Anticipating being subject to other people’s weight bias or anti-fat bias can come from our own internalised weight bias, i.e., “If I think my body is not good, other people are surely going to think that as well.”

But it can also come from having witnessed family members or people close to you make judgements on food/eating/bodies in the past or maybe even direct that judgement at your food/eating/body which is incredibly painful and uncomfortable.


Make a plan

Yep, we’re making another plan!

Even if it feels like you are ‘being silly’, it can be a good idea to have made a plan ahead of time about how you want to respond (or not respond) to people making comments about your weight, your body, what you’re eating or your appearance. 

Like making a plan about what you are going to wear; a plan for what you want to do if someone makes a comment can help you feel prepared, calm and in charge – rather than panicking and feeling frozen on the spot (all the while internally spiralling).

Some things to consider ahead of time:

  • What is the relationship you have with the person and how important is that relationship to you? For example, you might find it easier to brush off a comment by a work colleague and just ignore it, but want to make an effort to be understood if it was your sister or a favourite uncle. Conversely, you might feel OK confronting your work colleague because you don’t really care if they get annoyed at you or don’t speak to you for a week, but less so with your mum or grandma.
  • What is your personality like? If you are not a confrontational person, responding with an acerbic zinger might not be a helpful option for you.
  • How likely is the other person to ‘get it’? It can be a real waste of your emotional energy to try and ‘convince’ someone about your approach to taking care of yourself if you know they are firmly rooted in diet culture. 

From there, you might like to craft your responses and tuck them away in your mind or in the notes section on your phone to use when needed.

TIP: Ragen Chastain’s low cost monthly online workshops are a great place to get some ideas for responses.

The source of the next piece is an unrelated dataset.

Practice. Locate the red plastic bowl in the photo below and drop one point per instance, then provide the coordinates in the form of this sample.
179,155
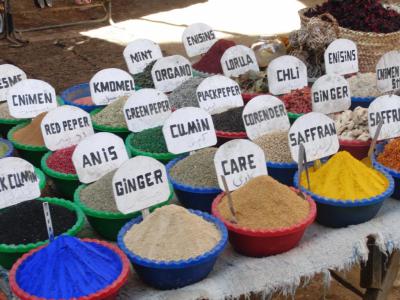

Also, consider whether you actually want to respond at all. It is completely OK to ignore, change the subject or walk away if you don’t feel like engaging with other people’s anti-fat bias.


Final thoughts

Navigating the holidays when your body has changed because you might be subject to people commenting on it is rough. While it shouldn’t fall to you to deal with other people’s anti-fat bias (or have it happen at all!), it can help to be prepared for it. Along with knowing how you can keep yourself grounded and present so that you can enjoy the company and the food and all the other lovely things about the holidays.

And remember, people passing judgement about bodies, weight, appearance and eating is always about their own internal stuff and never anything about you or your worth as a human.


* I note that this technique is ableist as it relies on the five senses which not everyone has access to. Please adapt this to suit you.